Ruby threads not good enough? - ruby

How is that JRuby's support for multithreading is any better than regular Ruby's support for it? What's wrong with threads in plain old Ruby?

"Normal" ruby (or mri) has a great big lock that prevents more than one thread from running ruby code at a time (known as the GIL or GVL).
Rubinius and jruby don't have this lock. In ruby 1.8.x the threads were green threads too, but as of ruby 1.9 ruby threads are mapped to native threads. The GVL stops you from gaining much benefit though.
Native extensions can run code outside of the lock so that, for example, multiple MySQL queries can run simultaneously from different threads but they can't call into the regular ruby api when they don't hold the lock

Related

Ruby - how to thread across cores / processors

Im (re)writing a socket server in ruby in hopes of simplifying it. Reading about ruby sockets I ran across a site that says multithreaded ruby apps only use one core / processor in a machine.
Questions:
Is this accurate?
Do I care? Each thread in this server will potentially run for several minutes and there will be lots of them. Is the OS (CentOS 6.5) smart enough to share the load?
Is this any different from threading in C++? (language of the current socket server) IE do pthreads use multiple cores automatically?
What if I fork instead of thread?
CRuby has a global interpreter lock, so it cannot run threads in parallel. Jruby and some other implementations can do it, but CRuby will never run any kind of code in parallel. This means that, no matter how smart your OS is, it can never share the load.
This is different in threading in C++. pthreads create real OS threads, and the kernal's scheduler will run them on multiple cores at the same time. Technically Ruby uses pthreads as well, but the GIL prevents them from running in parallel.
Fork creates a new process, and your OS's scheduler will almost certainly be smart enough to run it on a separate core. If you need parallelism in Ruby, either use an implementation without a GIL, or use fork.
There is a very nice gem called parallel which allows data processing with parallel threads or multiple processes by forking (work around GIL of current CRuby implementation).
Due to GIL in YARV, ruby is not thread friendly. If you want to write multithreaded ruby use jruby or rubinius. It would be even better to use a functional language with actor model such as Erlang or Elixir and let the Virtual Machine handle the threads and you only manage the Erlang processes.
Threading
If you're going to want multi-core threading, you need to use an interpreter that actively uses multiple cores. MRI Ruby as of 2.1.3 is still only single-core; JRuby and Rubinius allow access to multiple cores.
Threading Alternatives
Alternatives to changing your interpreter include:
DRb with multiple Ruby processes.
A queuing system with multiple workers.
Socket programming with multiple interpreters.
Forking processes, if the underlying platform supports the fork(2) system call.
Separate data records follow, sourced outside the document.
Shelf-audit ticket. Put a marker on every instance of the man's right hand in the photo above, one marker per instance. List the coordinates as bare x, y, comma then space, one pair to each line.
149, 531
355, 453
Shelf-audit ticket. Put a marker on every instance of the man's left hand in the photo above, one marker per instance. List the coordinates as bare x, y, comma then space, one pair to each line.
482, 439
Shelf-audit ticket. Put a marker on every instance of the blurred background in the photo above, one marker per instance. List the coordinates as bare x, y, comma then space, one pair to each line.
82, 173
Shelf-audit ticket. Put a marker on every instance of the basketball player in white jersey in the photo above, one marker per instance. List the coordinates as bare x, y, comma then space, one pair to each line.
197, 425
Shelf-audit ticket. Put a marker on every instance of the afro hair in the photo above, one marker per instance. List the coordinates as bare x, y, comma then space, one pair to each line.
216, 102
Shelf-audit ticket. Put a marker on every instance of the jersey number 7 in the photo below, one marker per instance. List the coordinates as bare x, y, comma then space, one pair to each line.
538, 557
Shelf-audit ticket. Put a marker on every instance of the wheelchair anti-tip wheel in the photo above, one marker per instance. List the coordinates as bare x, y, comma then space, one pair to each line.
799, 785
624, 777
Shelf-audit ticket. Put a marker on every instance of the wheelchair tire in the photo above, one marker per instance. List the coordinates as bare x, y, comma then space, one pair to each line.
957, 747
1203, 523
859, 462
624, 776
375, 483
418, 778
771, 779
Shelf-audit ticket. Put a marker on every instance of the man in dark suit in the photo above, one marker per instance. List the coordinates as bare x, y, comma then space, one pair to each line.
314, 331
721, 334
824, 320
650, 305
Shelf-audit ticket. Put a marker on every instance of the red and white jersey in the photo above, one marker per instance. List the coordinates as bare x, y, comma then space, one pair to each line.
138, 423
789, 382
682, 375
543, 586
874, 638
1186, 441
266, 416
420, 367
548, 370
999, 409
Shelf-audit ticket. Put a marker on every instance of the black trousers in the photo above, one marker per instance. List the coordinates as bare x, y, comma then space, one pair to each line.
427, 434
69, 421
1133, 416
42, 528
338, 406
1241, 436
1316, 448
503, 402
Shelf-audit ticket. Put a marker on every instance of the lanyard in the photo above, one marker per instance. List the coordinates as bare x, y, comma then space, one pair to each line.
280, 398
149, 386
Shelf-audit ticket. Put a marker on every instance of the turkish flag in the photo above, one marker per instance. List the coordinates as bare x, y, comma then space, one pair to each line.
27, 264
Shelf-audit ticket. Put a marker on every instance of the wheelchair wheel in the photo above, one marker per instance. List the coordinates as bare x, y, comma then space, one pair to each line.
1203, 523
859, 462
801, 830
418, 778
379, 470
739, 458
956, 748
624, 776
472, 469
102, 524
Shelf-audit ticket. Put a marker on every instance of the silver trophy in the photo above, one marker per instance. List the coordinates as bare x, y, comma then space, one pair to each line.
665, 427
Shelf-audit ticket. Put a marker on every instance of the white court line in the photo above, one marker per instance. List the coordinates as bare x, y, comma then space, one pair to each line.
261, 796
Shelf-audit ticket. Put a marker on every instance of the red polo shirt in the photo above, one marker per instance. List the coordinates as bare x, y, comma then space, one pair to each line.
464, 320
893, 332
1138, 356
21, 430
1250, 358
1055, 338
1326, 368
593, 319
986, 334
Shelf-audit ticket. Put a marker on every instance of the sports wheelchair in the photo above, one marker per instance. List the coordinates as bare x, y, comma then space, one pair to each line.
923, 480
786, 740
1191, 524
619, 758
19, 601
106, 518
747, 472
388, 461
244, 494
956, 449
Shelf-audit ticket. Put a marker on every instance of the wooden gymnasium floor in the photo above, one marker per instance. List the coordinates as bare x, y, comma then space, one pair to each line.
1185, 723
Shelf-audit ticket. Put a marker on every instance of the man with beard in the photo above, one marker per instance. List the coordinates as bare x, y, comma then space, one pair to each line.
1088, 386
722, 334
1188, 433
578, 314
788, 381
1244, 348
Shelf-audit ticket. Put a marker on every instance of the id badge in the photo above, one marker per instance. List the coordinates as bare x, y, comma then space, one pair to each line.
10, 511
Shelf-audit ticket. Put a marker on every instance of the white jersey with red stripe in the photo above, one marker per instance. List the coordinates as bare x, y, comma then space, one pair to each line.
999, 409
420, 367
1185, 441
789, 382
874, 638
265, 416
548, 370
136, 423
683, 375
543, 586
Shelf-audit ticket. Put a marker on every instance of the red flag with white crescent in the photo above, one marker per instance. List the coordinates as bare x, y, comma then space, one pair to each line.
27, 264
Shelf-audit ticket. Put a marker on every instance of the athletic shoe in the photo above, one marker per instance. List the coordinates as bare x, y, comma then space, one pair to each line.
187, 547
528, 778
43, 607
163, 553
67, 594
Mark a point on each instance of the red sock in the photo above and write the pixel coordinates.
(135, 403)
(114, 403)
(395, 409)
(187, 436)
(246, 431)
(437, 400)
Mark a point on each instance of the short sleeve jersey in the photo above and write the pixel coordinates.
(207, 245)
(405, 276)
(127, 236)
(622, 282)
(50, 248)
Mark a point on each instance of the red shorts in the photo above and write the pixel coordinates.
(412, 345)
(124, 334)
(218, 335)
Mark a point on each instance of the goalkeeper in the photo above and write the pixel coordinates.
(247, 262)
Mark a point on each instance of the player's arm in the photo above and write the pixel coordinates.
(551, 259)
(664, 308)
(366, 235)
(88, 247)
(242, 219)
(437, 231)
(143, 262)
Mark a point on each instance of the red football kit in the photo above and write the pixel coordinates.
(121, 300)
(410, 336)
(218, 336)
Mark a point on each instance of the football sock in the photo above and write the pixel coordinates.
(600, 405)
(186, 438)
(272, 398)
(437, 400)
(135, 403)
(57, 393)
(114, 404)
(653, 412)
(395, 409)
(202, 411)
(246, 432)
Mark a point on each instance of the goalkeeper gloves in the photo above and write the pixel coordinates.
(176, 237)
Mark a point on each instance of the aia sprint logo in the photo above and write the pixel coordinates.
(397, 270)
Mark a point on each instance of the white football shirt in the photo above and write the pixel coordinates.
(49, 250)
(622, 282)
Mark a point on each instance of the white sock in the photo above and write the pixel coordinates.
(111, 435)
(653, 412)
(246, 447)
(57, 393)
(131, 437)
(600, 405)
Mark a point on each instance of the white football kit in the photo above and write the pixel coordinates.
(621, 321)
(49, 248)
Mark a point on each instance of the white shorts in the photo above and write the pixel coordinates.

jRuby and Rubinius support parallel computing, but what about gems that don't support this?

What I'm trying to understand is, practically speaking, how much benefit do I get from the parallel computing support in jRuby / Rubinius? A lot of ruby libraries keep track of global internal state. Is there any way to deal with these libraries, or do they just become unusable if I decide to parallelize my Ruby script? Maybe Rubinius automatically puts a mutex in front of all usage of unsafe libraries?
Whenever you want to use jruby or rubinius, you'll be forced to use gems that are compatible.
Many gems has been implemented using C extensions and you can not use them along jruby e.g.
Regarding others, mostly they clearly states their thread safety status.
So choosing jruby or rubinius will narrow down your options regarding the gems.
but a huge opportunity will be exposed, you'd be able to use many mature Java Libraries(in jruby case).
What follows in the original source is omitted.